Parmi les personnalités qui rêvent alors dans les couchettes de l’Orient-Express, on trouve le roi Ferdinand de Bulgarie, l’écrivain russe Léon Tolstoï, l’actrice américaine Marlene Dietrich, le créateur des ballets russes Serge Diaghilev... Ce train de luxe est également emprunté par des aventuriers comme Lawrence d’Arabie, et des espions comme la célèbre Mata-Hari.

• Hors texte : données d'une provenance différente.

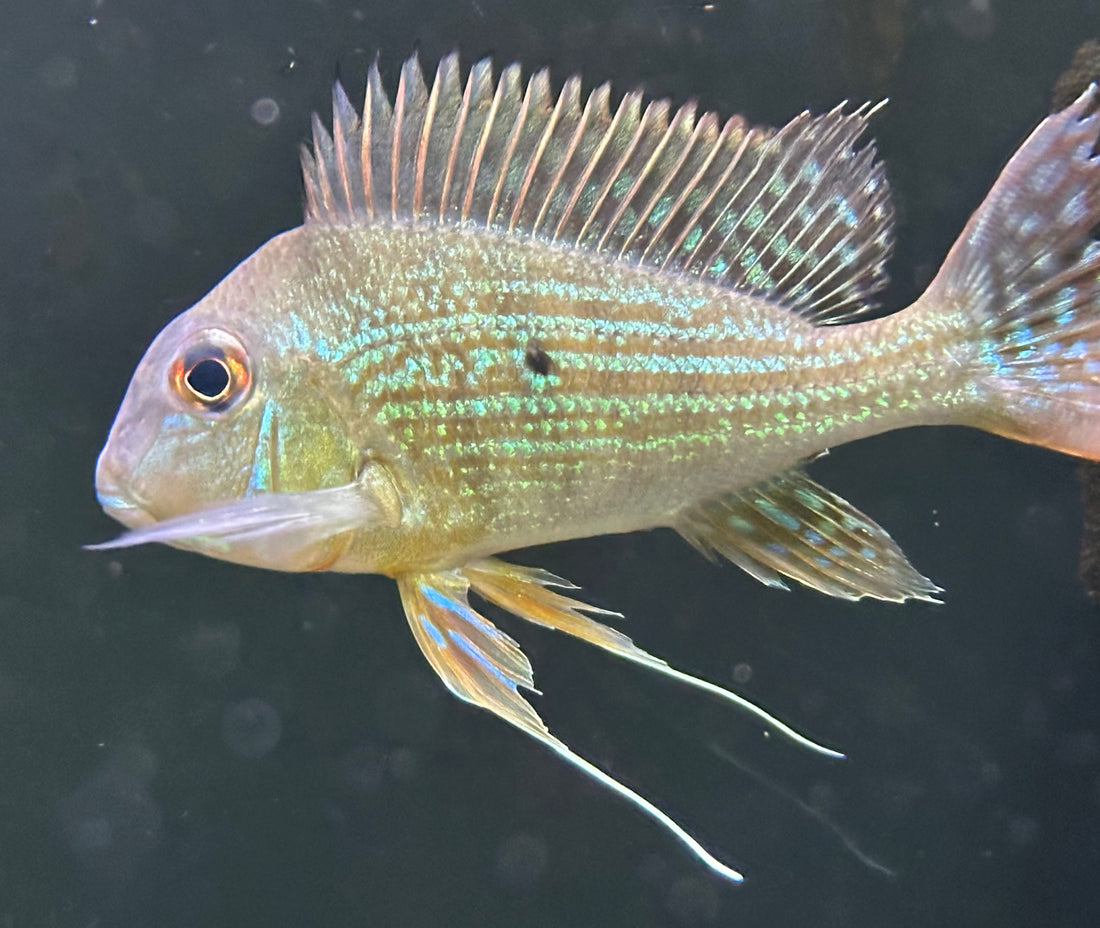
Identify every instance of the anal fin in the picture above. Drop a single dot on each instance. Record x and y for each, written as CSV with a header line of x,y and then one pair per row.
x,y
482,665
792,527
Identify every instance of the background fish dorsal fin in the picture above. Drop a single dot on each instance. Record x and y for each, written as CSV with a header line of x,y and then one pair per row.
x,y
798,213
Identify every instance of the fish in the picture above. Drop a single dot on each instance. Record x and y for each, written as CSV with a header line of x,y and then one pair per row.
x,y
515,316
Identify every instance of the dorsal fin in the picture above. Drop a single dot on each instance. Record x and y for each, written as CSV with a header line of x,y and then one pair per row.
x,y
799,213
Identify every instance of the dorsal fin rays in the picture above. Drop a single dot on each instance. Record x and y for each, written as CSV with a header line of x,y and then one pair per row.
x,y
800,214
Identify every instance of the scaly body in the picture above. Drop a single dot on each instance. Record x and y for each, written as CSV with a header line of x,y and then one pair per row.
x,y
661,390
512,318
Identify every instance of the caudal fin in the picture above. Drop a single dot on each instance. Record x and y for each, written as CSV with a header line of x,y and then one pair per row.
x,y
1026,274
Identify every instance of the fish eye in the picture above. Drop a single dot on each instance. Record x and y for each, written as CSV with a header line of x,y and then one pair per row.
x,y
211,374
209,379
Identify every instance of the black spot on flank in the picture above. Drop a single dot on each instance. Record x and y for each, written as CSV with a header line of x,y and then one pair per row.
x,y
536,358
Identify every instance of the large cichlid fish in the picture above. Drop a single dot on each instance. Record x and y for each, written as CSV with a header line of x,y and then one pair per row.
x,y
512,318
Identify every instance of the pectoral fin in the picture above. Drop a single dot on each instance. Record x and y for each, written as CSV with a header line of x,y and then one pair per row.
x,y
791,526
482,665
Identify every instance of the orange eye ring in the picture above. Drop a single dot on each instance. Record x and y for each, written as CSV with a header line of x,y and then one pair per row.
x,y
211,375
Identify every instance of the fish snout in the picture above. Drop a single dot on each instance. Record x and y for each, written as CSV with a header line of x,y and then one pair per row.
x,y
113,494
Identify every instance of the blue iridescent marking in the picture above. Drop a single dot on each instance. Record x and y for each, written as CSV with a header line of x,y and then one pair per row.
x,y
475,652
433,632
260,479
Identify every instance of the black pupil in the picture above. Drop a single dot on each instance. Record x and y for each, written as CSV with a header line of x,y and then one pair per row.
x,y
209,378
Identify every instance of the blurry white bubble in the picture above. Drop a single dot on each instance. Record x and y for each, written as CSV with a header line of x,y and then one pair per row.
x,y
110,822
1023,830
251,728
364,765
264,111
404,763
971,19
520,861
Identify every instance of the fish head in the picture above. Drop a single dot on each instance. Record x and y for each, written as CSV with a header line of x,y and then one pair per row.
x,y
231,443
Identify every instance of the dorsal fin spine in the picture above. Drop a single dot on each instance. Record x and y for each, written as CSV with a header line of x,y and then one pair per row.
x,y
574,139
787,157
717,145
344,117
702,134
696,219
628,153
460,123
627,112
509,148
651,162
684,114
656,114
801,213
321,144
539,151
605,137
364,148
479,153
421,148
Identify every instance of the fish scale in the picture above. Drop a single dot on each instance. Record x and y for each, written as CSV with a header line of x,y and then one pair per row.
x,y
512,318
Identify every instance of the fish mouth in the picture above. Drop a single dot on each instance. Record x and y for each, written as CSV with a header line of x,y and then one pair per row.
x,y
122,509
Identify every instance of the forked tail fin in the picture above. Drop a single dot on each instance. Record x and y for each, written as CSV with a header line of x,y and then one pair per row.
x,y
1025,272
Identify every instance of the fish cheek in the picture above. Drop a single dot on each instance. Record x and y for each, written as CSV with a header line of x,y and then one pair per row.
x,y
193,463
301,443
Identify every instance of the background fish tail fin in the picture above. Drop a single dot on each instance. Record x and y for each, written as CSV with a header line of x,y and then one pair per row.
x,y
1025,275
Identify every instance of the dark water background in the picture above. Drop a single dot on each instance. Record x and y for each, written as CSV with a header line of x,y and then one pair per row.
x,y
185,742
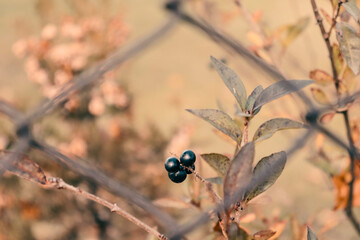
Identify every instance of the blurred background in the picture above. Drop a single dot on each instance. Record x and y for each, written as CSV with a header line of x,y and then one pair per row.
x,y
135,118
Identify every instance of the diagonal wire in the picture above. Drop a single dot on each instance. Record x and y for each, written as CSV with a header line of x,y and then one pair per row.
x,y
94,73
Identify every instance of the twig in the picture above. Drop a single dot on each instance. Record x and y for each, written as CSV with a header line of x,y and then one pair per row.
x,y
351,150
107,182
209,186
95,72
214,196
326,38
352,154
60,184
333,24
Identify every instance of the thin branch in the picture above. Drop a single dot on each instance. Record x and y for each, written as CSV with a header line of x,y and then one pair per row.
x,y
351,150
229,42
333,24
95,72
326,38
81,167
349,205
61,184
209,186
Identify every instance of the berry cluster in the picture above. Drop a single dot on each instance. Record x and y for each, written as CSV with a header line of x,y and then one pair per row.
x,y
177,170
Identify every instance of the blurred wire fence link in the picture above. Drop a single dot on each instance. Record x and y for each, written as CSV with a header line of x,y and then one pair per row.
x,y
25,140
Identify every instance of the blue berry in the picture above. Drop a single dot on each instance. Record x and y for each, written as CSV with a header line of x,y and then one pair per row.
x,y
177,177
172,164
186,170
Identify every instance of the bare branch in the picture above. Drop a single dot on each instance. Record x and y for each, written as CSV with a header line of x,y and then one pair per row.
x,y
61,184
79,166
95,73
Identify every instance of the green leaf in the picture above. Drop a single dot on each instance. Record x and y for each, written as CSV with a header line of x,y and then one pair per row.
x,y
349,42
266,172
218,162
232,81
239,173
278,90
352,8
252,98
216,180
268,128
219,120
311,235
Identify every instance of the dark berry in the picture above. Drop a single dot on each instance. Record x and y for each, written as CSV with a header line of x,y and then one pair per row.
x,y
188,158
177,177
312,116
188,171
172,164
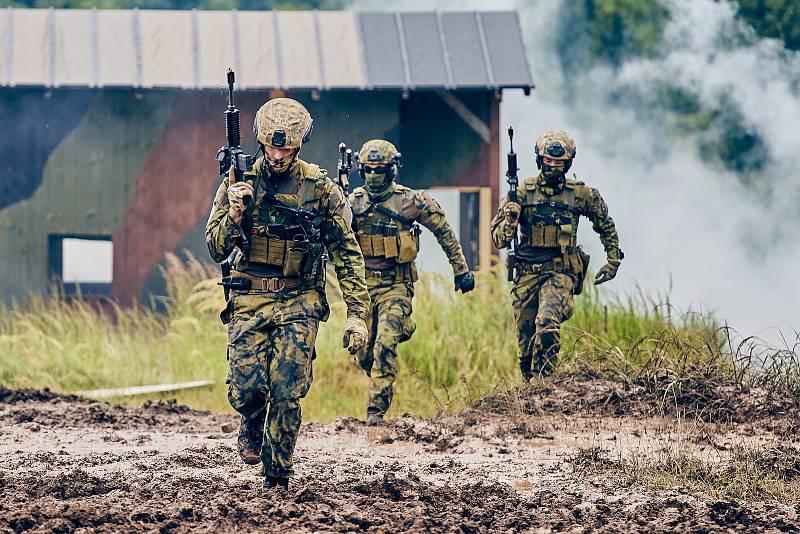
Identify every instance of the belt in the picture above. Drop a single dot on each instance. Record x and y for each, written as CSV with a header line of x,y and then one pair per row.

Le mythe de l’Orient-Express se construit plus tard à travers la littérature et le cinéma. De nombreux auteurs y trouvent l’inspiration : Joseph Kessel, Ernest Hemingway et Agatha Christie. La romancière britannique y rencontre son époux et ses voyages à bord lui inspirent trois romans dont le célèbre Le crime de l’Orient-Express qui immortalisera le train. En 1974, pour l’adaptation cinématographique de ce roman, le réalisateur Sydney Lumet fait défiler dans le train les plus grands acteurs comme Lauren Bacall, Ingrid Bergman, Sean Connery et Anthony Perkins. Quelques années auparavant, James Bond y apparaît dans Bons Baisers de Russie (1963).

Patrimoine vivant

La Seconde Guerre mondiale puis la partition de l’Europe entre Est et Ouest met l’Orient-Express en grand danger. Le dernier aller-retour Paris-Istanbul a lieu en 1977. Aujourd’hui, il reste un train composé de 7 voitures, propriété de SNCF et classées monuments historiques. Elles se nomment Taurus, Anatolie, Flèche d’Or, Riviera, Train bleu, étoile du nord et Côte d’azur. Trains Expo, filiale de SNCF, met désormais l’Orient-Express SNCF à disposition d’entreprises pour créer avec elles des évènements de prestige : séminaires, déjeuners, dîners, cocktails ou voyages en journée.